Symbolizing the sun, the building will be a huge circle, tilting toward the sky. With a portion below sea level, it will have a diaphragm foundation 3 feet thick and 110 feet deep to keep water out. The inclined roof will allow indirect sunlight into the interior's cascading levels and a view of the Mediterranean. Outside, the world's alphabets will swirl around the gray granite wall.
When completed at the end of 1998, the library is expected to become a regional center for scholars and researchers and a springboard to improve cooperation between this region and the world. "This will be the window connecting Africa and the Middle East to Europe and the world beyond," says project director Mohsen Zahran.
After beginning in May 1995, builders completed the foundation last December.

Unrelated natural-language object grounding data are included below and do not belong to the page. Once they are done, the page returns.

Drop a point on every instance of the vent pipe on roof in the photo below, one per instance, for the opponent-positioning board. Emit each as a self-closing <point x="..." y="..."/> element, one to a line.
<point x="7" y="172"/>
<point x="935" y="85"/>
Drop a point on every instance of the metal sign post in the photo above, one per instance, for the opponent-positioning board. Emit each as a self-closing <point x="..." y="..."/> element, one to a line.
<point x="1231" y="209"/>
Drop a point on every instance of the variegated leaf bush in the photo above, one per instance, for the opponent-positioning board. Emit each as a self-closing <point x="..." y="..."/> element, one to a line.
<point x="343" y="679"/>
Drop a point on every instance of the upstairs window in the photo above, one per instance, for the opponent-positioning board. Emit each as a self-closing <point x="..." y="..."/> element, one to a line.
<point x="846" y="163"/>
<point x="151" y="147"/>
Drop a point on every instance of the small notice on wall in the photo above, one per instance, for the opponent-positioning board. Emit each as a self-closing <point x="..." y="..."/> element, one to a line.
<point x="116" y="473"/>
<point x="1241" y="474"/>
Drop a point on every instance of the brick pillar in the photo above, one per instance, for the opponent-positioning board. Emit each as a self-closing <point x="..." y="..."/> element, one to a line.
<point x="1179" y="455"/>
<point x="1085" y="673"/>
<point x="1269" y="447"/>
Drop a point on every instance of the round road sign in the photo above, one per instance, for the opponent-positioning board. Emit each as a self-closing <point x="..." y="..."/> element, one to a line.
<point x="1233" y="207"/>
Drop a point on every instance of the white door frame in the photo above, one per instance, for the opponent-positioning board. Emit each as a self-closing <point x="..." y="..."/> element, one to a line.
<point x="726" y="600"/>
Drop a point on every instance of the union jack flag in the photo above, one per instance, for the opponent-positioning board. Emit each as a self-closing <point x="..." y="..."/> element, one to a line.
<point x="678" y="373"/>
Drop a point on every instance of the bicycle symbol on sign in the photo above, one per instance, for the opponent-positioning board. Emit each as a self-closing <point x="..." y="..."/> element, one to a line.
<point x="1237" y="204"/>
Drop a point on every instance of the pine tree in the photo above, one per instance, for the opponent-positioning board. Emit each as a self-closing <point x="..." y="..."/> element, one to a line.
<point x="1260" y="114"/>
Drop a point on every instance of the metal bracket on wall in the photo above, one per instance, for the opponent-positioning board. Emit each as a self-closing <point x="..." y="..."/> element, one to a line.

The project will cost $172 million, with backing from the United Nations Educational, Scientific, and Cultural Organization and the Egyptian government. Located in the vicinity of the old library, whose exact location is unknown, it will overlook the Mediterranean at Alexandria's Eastern Harbor.
Ptolemy I Soter, Alexander the Great's successor, built the original Bibliotheca Alexandrina nearly 2,500 years ago. Revered Greek scholars flocked to the library and before long it boasted more than half a million manuscripts. Almost 17 centuries ago, a fire destroyed the edifice and the vast majority of classical Greek literature. If these texts had been saved there might be 123 Sophocles plays available today, instead of only seven.
The new library will start with 200,000 titles, but it is hoped it will eventually hold 8 million books focusing on the Mediterranean region, North Africa, and the Arab world. The complex will include a science museum and planetarium, a calligraphy museum, a school for librarians, and a room for preserving rare papyrus manuscripts.
The library has raised some controversy. Besides the battle that ensued when bulldozers began digging at the site before archaeologists were able to excavate, some Alexandrians worry the library doesn't have enough money to fulfill its goals. Others worry about collecting enough scholarly titles. Even so, "If [the library] rises to its aspirations," says Mostafa al-Abbadi, president of the Archaeological Society of Alexandria, the city's oldest cultural institute, "it will change the cultural map of the whole region."